Its leaders have said they are committed to democratic reform, but U.S. lawmakers have cautioned that the allies need to know more about them before providing them with any weapons to fight Gadhafi's forces.
Al-Essawi said one possible idea — replacing Gadhafi with one of his sons — was not acceptable.
"They are leaders of the military operations against Libyans," he said.
The New York Times reported Monday that two of Gadhafi's sons are proposing a solution in which one of them, Seif al-Islam Gadhafi, would take over from his father and steer the country toward a constitutional democracy.
The newspaper cited a diplomat and a Libyan official who were briefed on the plan, and reported that it was not clear whether Gadhafi himself supported the proposal.
There are cracks in Gadhafi's administration, which has suffered high-level defections, including that of former Foreign Minister Moussa Koussa, who was being questioned Monday by U.K. intelligence officials in Britain.

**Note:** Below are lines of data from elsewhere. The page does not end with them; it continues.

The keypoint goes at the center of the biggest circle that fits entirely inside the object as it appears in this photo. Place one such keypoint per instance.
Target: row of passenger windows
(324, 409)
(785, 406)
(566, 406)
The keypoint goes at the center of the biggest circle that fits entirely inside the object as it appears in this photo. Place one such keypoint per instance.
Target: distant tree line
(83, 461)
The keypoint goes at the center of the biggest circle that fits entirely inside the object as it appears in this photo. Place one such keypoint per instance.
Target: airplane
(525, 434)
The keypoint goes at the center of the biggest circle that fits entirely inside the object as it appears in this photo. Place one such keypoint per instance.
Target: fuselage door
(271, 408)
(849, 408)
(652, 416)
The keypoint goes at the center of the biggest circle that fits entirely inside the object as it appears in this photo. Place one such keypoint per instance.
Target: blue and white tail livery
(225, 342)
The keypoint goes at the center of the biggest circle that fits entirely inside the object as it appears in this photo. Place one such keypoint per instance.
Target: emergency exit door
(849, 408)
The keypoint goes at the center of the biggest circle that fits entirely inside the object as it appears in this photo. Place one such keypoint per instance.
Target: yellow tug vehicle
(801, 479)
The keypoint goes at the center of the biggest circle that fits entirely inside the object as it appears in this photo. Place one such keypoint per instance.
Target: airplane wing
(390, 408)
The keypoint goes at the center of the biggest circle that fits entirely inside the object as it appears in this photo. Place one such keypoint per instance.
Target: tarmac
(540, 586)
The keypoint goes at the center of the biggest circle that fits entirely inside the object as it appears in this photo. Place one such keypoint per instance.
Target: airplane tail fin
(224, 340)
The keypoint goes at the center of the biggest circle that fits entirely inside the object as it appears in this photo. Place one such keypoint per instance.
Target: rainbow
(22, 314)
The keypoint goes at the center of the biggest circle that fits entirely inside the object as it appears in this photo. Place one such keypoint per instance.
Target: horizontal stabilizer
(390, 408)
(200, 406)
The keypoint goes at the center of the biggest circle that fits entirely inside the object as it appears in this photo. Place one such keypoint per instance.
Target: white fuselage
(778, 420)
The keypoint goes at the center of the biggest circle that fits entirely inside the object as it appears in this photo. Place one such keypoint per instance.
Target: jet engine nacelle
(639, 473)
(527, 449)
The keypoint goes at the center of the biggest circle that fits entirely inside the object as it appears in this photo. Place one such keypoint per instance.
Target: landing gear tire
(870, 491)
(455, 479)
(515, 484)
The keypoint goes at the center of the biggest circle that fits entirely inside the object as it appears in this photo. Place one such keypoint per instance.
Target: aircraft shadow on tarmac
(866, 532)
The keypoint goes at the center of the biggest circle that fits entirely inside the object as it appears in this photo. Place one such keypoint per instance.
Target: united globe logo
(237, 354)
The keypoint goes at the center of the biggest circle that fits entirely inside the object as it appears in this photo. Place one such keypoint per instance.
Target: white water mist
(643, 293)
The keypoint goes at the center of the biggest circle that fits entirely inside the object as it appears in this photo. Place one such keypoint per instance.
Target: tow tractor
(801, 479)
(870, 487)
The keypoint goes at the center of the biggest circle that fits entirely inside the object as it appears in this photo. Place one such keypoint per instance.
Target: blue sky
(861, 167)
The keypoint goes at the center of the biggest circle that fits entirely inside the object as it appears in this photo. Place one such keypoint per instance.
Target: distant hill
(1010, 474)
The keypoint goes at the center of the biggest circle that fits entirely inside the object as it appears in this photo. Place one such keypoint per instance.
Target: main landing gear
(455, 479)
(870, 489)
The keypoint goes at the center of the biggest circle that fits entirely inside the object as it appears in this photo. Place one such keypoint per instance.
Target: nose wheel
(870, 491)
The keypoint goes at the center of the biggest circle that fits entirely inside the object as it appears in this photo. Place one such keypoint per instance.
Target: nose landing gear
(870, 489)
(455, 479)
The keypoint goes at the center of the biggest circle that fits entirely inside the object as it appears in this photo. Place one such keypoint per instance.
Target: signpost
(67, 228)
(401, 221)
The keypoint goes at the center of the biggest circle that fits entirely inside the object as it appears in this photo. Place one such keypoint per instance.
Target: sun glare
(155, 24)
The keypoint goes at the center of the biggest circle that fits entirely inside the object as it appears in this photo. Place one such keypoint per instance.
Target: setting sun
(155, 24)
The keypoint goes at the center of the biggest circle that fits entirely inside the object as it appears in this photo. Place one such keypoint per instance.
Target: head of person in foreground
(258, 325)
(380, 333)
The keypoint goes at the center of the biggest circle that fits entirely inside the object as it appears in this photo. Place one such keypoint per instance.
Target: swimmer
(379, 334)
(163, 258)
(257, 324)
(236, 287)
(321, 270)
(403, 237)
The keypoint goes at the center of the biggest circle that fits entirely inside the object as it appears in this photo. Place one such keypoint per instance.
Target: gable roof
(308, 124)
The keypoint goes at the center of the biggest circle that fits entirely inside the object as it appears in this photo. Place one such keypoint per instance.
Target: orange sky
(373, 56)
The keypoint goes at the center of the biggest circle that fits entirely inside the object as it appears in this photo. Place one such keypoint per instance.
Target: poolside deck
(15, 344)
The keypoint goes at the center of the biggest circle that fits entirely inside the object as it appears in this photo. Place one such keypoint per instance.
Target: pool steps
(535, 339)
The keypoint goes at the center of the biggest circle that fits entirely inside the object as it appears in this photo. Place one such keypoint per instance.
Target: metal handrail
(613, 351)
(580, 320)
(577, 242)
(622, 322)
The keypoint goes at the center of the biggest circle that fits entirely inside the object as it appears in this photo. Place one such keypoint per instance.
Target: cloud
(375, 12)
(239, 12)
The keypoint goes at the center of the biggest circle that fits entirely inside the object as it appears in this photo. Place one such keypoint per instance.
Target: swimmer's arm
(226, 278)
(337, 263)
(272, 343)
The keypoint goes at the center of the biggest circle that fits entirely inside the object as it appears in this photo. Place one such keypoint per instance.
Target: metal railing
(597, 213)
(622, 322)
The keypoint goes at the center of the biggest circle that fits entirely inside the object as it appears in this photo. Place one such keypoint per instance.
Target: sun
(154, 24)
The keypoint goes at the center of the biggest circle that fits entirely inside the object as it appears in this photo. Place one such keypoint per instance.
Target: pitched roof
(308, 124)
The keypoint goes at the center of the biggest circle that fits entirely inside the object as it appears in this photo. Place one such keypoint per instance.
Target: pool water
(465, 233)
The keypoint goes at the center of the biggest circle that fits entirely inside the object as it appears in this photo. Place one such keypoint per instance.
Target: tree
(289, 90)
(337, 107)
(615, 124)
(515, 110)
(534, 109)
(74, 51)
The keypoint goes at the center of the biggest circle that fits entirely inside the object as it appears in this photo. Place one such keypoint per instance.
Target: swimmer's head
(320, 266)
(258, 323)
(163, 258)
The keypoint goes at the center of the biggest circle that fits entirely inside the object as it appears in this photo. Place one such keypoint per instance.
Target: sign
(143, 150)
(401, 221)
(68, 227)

Seif has cultivated reformist credentials in the West for years and had been seen as a likely successor who might usher some degree of change into the tightly controlled country.
After Libya's uprising, however, Seif denounced protesters in a finger-wagging appearance on state television, calling them drug addicts and warning of civil war.
For many Libyans, that performance linked him irrevocably with his father despite a sophisticated veneer that included study at the London School of Economics and a doctorate.
In 2008, Seif traveled to the United States and met then-Secretary of State Condoleezza Rice as part of Libya's gradual campaign to rejoin the international community after years of isolation.
A Libyan government envoy, Abdul-Ati al-Obeidi, traveled Monday to Ankara for talks with senior Turkish officials whose embassy remains open in Tripoli, the Libyan capital, and who plan to also meet Libyan opposition leaders in the next few days.
Turkey's NTV television cited al-Obeidi as telling Turkish Foreign Minister Ahmet Davutoglu that the Libyan government wants to see a quick end to the fighting. No further details on the talks were announced.
Turkey has previously suggested that Gadhafi step down after appointing a transitional figure who can begin a reconciliation process.
"We will do our best for the pain to end and to bring about a road map that meets the demands of the Libyan people, including a political change," Davutoglu said.
Al-Obeidi, a former Libyan prime minister, also planned to travel to Malta. On Sunday, he was in Greece, where he told the prime minister that Gadhafi was seeking a way out of the crisis.
But Italy's Frattini, who spoke with Greece's foreign minister, said al-Obeidi's proposals were "not credible."
A Greek Foreign Ministry official said the idea of Gadhafi leaving or staying "was not an issue of discussion" during the talks Sunday night.
"They want to negotiate and are willing to speak of a political solution," said the official, who asked for anonymity due to the sensitive nature of the talks.
Steve Field, the spokesman for British Prime Minister David Cameron, said Monday that Britain had not publicly demanded Gadhafi's family be prevented from seeking a role in Libya's future.
But he said the Libyan people would likely reject any attempts by Gadhafi's sons or other members of the dictator's inner circle to join a transitional government.
French officials echoed the British remarks.
"It's up to the Libyan people to define the conditions of the transition. We note a multiplication of defections from the immediate entourage of Gadhafi, and in consequence, his growing isolation," French Foreign Ministry spokesman Bernard Valero said when asked about any possible future role by Gadhafi's sons.
Seif claimed in a televised interview last month that Libya had helped fund French President Nicolas Sarkozy's 2007 election campaign, but Sarkozy's office fiercely denied any such funding.
Michael Mann, spokesman for EU foreign policy chief Catherine Ashton, did not have an immediate comment on whether Gadhafi's sons, or any member of his regime, would be acceptable in a transition government.
"It's impossible to have a clear position on a situation that is unclear," he said.